The action guarantees up to $7 billion over the next 12 years to keep the nuclear plants afloat and avoid the loss of thousands of jobs — 1,500 in Oswego alone.
Monday’s action approves Gov. Andrew M. Cuomo’s plan to transform New York’s energy grid by 2030. The goal is to derive half of the state’s energy from renewable sources, including wind and solar, while cutting fossil fuel emissions that contribute to global warming.
Gov. Andrew M. Cuomo said the average added cost statewide would be less than $2 per month.
But many environmentalists had wanted the plan to end the state’s dependency on nuclear power.
“It’s a catastrophe, a $7 billion tax increase and a bailout to the nuclear industry,” said Richard Brodsky of the Wagner Graduate School of Public Service and former Assembly environmental conservation committee chairman.
“There are alternatives that reach the emissions goal without all this nonsense and the haste with which it was been done has not given anyone the chance to prove that case. This not the way you impose a $7 billion tax on the people of the state,” said Brodsky, who represented Westchester as a Democrat in the Assembly.
“It is an inappropriate, expensive and unnecessary giveaway to the corporations that own the state’s old nuclear power plants,” the good-government group Public Citizen stated. “It should be shareholders — not ratepayers — who chip in for clean, affordable and reliable energy.”
PSC commissioners noted the action was speeded up to avoid closing upstate nuclear plants, but defended the continued role of nuclear power as the state seeks to increase renewable fuels.
“It is pragmatic in recognizing the best way to meet our energy goals,” said PSC chairwoman Audrey Zibelman. She said allowing the nuclear plants to close as soon as January when the state still needs the energy isn’t a practical solution.

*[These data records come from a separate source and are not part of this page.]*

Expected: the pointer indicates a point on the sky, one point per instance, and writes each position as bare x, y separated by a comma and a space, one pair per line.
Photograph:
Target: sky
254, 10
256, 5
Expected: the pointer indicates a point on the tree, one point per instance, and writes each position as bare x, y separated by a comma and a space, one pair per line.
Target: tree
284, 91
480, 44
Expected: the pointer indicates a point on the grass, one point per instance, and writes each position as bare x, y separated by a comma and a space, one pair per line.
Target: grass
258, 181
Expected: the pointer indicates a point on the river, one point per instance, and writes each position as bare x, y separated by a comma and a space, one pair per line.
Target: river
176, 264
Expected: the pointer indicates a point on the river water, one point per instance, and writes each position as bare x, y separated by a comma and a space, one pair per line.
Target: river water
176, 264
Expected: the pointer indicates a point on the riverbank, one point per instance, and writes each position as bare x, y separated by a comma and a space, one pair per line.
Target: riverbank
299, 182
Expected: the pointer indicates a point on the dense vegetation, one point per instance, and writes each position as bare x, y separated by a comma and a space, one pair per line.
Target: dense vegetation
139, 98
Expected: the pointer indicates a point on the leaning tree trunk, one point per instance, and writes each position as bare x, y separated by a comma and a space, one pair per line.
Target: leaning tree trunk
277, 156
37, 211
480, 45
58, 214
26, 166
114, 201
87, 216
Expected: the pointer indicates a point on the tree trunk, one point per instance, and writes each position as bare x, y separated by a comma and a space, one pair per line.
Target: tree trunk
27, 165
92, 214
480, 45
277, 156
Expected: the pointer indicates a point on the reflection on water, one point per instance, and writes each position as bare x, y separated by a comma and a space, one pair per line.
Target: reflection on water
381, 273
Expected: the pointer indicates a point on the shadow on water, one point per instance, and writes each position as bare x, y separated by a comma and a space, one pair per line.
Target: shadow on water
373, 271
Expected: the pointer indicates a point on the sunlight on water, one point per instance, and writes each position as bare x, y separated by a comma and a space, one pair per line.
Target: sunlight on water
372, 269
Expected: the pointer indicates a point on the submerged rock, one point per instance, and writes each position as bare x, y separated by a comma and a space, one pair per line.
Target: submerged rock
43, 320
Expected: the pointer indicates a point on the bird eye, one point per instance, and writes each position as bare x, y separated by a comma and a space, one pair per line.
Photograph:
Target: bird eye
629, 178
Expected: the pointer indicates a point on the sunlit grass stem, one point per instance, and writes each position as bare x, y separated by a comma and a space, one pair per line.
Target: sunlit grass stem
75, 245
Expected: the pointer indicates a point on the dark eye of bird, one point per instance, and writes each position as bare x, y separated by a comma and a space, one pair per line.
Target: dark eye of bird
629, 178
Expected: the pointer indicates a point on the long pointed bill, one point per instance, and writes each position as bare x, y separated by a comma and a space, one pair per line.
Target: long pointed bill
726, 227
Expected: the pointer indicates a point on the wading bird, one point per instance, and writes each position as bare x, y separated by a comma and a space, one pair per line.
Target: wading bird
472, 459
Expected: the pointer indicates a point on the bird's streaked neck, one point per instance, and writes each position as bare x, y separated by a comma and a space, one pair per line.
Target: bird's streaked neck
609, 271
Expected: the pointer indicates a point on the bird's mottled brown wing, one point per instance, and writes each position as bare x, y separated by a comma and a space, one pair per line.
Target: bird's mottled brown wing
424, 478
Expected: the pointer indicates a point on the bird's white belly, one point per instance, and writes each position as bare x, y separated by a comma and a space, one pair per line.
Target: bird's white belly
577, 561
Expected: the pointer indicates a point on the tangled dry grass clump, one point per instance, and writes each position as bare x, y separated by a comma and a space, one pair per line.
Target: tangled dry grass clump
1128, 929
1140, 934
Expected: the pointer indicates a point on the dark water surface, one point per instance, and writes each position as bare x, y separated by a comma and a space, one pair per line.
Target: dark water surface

PSC Commissioner Diane X. Burman said the arguments for and against subsidizing the nuclear plants were heated.
“The central issue for me,” Burman said, “has always been that we are assuring that we retain and improve the reliability and resiliency of our energy grid.”
The meeting in Albany was packed over the nuclear plant provision. But PSC members tried to emphasize that the state was making history by approving the overall energy plan. The plan calls for utilities to phase in renewable energy so that it is at least 26 percent of the state total electricity load in 2017 and 30.5 percent in 2021. Currently, renewable energy is 25 percent of the mix.
“Governor Cuomo’s commitment to reach 50 percent renewable electricity by 2030 is a major step forward, and will send a strong signal to attract new private investment in renewables, like wind and solar,” said Anne Reynolds, executive director of the Alliance for Clean Energy in New York.